Revision as of 14:37, 28 June 2007

Impurity removal and concentration

In practice, leachates always contain impurities or by-products that have to be removed prior to recovery of wanted metals. In some cases the desired metal(s) is the main constituent in solution but in other cases it can be present at lower concentration than the impurities. Therefore different approaches are needed to be taken to achieve the goal of separating wanted metals from impurities. Methods used for the purification and/or concentration of the aqueous solution include chemical precipitation, solvent extraction, ion exchange and cementation.


Chemical precipitation

Chemical precipitation is used for removal of both impurities and wanted metals from leaching solutions. When the desired metal is precipitated it is usually treated further before a desired product, metal or metal salt, is obtained. Precipitation is achieved by the addition of proper reagents (alkali, salts) and can under correct conditions be done selectively. Examples of chemical precipitations commonly used are hydroxide- and sulphide precipitation.

Hydroxide precipitation

The precipitation of metal hydroxides such as for example Al(OH)3, Fe(OH)3 and Zn(OH)2 is the most widely used chemical precipitation process in hydrometallurgy. The precipitation is achieved by increasing pH in the solution by the addition of alkaline reagents such as limestone (CaCO3), slaked lime (Ca(OH)2), sodium hydroxide (NaOH) or ammonia (NH3).

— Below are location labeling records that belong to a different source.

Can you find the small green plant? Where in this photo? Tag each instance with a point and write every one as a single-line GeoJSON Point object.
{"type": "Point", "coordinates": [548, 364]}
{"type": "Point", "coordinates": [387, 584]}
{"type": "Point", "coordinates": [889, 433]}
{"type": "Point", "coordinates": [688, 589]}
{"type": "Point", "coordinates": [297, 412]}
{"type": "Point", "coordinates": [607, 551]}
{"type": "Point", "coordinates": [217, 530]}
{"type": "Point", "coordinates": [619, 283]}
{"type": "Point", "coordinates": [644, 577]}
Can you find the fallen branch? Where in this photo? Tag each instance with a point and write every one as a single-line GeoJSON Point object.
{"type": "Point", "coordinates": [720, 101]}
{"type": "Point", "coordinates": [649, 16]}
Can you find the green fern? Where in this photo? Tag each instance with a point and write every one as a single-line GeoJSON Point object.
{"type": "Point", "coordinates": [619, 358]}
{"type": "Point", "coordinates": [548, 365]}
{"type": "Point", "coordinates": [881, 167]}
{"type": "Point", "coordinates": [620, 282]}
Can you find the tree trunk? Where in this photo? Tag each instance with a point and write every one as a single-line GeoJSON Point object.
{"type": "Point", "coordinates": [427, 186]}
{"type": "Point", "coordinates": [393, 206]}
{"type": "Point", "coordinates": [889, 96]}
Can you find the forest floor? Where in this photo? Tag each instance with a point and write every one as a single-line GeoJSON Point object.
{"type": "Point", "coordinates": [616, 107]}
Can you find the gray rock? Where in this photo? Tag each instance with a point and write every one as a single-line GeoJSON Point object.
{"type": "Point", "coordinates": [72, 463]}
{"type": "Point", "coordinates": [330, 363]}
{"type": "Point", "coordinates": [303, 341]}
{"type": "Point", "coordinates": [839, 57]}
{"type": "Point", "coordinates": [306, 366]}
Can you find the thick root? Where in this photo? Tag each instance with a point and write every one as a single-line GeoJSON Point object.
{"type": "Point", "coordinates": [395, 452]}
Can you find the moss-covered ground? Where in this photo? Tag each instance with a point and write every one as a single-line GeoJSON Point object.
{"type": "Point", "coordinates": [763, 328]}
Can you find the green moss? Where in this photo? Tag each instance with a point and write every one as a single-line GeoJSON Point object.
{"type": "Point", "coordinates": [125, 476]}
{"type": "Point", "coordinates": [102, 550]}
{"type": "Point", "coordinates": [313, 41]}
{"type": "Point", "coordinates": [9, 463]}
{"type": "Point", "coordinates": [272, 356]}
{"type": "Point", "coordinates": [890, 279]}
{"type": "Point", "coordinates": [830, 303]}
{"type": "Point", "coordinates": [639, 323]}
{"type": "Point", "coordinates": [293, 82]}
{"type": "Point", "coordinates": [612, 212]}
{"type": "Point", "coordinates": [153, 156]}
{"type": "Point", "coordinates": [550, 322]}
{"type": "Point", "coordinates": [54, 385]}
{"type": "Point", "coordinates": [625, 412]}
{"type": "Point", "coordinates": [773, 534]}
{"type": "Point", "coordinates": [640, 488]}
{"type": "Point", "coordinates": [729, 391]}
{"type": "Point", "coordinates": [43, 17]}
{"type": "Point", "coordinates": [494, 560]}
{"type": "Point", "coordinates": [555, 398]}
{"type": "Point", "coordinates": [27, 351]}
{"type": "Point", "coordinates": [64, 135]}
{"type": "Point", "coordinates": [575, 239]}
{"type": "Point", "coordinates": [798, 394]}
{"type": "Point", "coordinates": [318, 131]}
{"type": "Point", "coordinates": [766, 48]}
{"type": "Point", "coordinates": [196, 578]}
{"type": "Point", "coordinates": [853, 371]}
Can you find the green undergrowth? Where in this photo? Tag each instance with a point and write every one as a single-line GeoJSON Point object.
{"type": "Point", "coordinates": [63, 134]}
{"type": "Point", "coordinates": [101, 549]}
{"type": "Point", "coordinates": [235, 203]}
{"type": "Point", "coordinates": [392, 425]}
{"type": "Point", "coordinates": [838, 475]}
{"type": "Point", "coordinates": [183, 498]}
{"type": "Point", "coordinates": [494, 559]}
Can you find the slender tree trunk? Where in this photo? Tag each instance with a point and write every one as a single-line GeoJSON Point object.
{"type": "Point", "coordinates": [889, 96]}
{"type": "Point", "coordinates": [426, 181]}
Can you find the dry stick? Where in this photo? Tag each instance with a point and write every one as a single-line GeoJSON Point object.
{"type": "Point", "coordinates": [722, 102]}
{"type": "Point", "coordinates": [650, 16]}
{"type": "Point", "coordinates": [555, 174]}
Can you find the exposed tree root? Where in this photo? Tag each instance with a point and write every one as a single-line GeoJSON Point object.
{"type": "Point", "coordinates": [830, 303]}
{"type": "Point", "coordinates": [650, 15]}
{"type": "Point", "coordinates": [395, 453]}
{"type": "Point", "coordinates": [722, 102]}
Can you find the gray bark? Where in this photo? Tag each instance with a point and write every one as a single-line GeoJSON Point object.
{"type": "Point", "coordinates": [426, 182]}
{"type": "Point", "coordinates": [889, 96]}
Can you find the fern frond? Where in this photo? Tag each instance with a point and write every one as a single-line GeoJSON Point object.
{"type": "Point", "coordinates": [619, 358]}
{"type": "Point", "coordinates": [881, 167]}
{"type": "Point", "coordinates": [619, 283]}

To give an indication on the conditions needed to separate different elements by hydroxide precipitation solubility diagrams of metal hydroxides are helpful. In figure ?? a solubility diagram with some of the common metal hydroxides is shown.

In the figure the line for each metal ion represents the equilibrium between a 1 M solution of respective metal ion and its hydroxide. On the y-axis the metal ion concentration is given and pH is on the x-axis. At low pH-values the hydroxides are soluble and at higher pH-values the metal ion concentration decreases as the hydroxides are formed. It can be seen that trivalent metal ions can be precipitated at lower pH values compared with the divalent metal ions. Metal ions located close to each other like Fe2+ and Zn2+ are difficult to separate and give mixed hydroxide precipitates if both are present during neutralisation. The most difficult metals to precipitate in the diagram are the alkaline earth metals calcium and magnesium.

Another even more powerful tool for prediction of metal ion behaviour in aqueous solutions is the Eh-pH (Porbaix) diagrams. An example of a Eh-pH diagram for iron is shown in figure ??.

Chemical precipitation can be used for either solution purification or metal recovery. Eh-pH diagrams is a good tool to visualize the stability areas of metal species in solution depending on the solutions redox potential (Eh) and pH. These diagrams can be used to indicate how different metal ions can be separated from each other by making changes in these variables.